The Mexican Revolution began 110 years ago, in response to a formal invitation. It then slowly unfurled into an uncontrollable mess. Its leader, the gentlemanly Francisco Madero, issued the summons in his Plan de San Luis: “On November 20, from 6 p.m. on, all citizens of the Republic shall take up arms to overthrow the authorities that currently govern us.”
“Mr and Mrs Madero kindly request your distinguished presence for the initiation of the Mexican Revolution; please RSVP at your local Anti-Reelection Committee,” it may well have read.
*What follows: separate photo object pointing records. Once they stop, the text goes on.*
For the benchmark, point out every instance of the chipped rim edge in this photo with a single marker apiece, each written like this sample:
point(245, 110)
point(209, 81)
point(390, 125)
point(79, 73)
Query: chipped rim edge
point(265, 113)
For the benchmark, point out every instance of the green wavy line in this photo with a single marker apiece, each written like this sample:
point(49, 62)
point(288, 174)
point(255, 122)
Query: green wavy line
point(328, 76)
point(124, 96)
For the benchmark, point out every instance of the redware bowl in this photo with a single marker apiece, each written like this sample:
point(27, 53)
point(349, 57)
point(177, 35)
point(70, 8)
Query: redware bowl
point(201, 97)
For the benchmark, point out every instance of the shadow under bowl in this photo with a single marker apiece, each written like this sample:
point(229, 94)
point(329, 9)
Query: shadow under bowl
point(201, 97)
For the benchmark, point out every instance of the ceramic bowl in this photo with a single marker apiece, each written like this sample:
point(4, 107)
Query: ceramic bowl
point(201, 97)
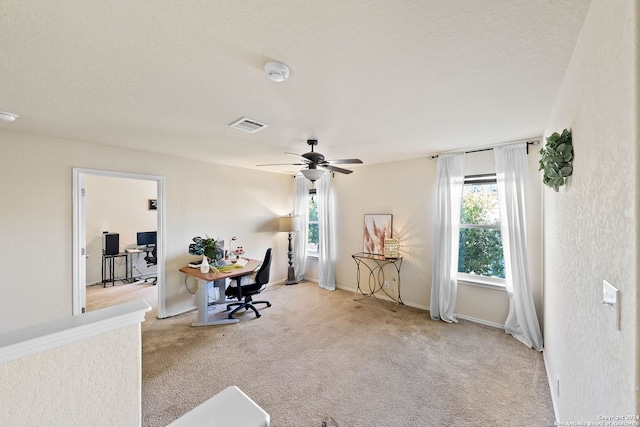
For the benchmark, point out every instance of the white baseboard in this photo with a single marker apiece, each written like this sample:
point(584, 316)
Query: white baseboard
point(480, 321)
point(552, 388)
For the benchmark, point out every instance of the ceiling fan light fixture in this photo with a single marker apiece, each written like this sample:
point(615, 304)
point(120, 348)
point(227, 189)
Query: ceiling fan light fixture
point(7, 117)
point(277, 71)
point(312, 174)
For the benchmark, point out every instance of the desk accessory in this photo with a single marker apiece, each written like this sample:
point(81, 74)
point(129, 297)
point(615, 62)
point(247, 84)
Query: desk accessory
point(391, 248)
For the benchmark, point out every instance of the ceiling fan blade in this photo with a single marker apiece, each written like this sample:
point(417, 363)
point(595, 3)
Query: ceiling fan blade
point(335, 169)
point(300, 156)
point(343, 161)
point(284, 164)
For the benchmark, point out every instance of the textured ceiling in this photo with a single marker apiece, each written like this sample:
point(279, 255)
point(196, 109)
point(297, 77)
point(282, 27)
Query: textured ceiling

Except that rather than summoning a much-hoped-for, oh-so-civil civil society, Madero’s call was answered by a cast of characters that has contributed to making Hollywood a more diverse kind of place: bandit heroes like Pancho Villa; a villanous coup-plotting gringo ambassador; and Francisco Madero himself, who received his marching orders at séances, from the spirit of his long-departed little brother, Raúl. And then there was also the arch-traitor, alcoholic and second Indian president of Mexico, General Victoriano Huerta, who had his boss, the mild-mannered Madero, killed; and the ancient patriarch general Porfirio Díaz, who had the folly of seeking reelection for the eigth time (when is enough enough?). The list still goes on and on . . . peasant leaders like Emiliano Zapata; wily schemers like Venustiano Carranza . . . All locked in a fight to survive, or to kill one another off — for, like Chronos, the Mexican Revolution devoured all of its children.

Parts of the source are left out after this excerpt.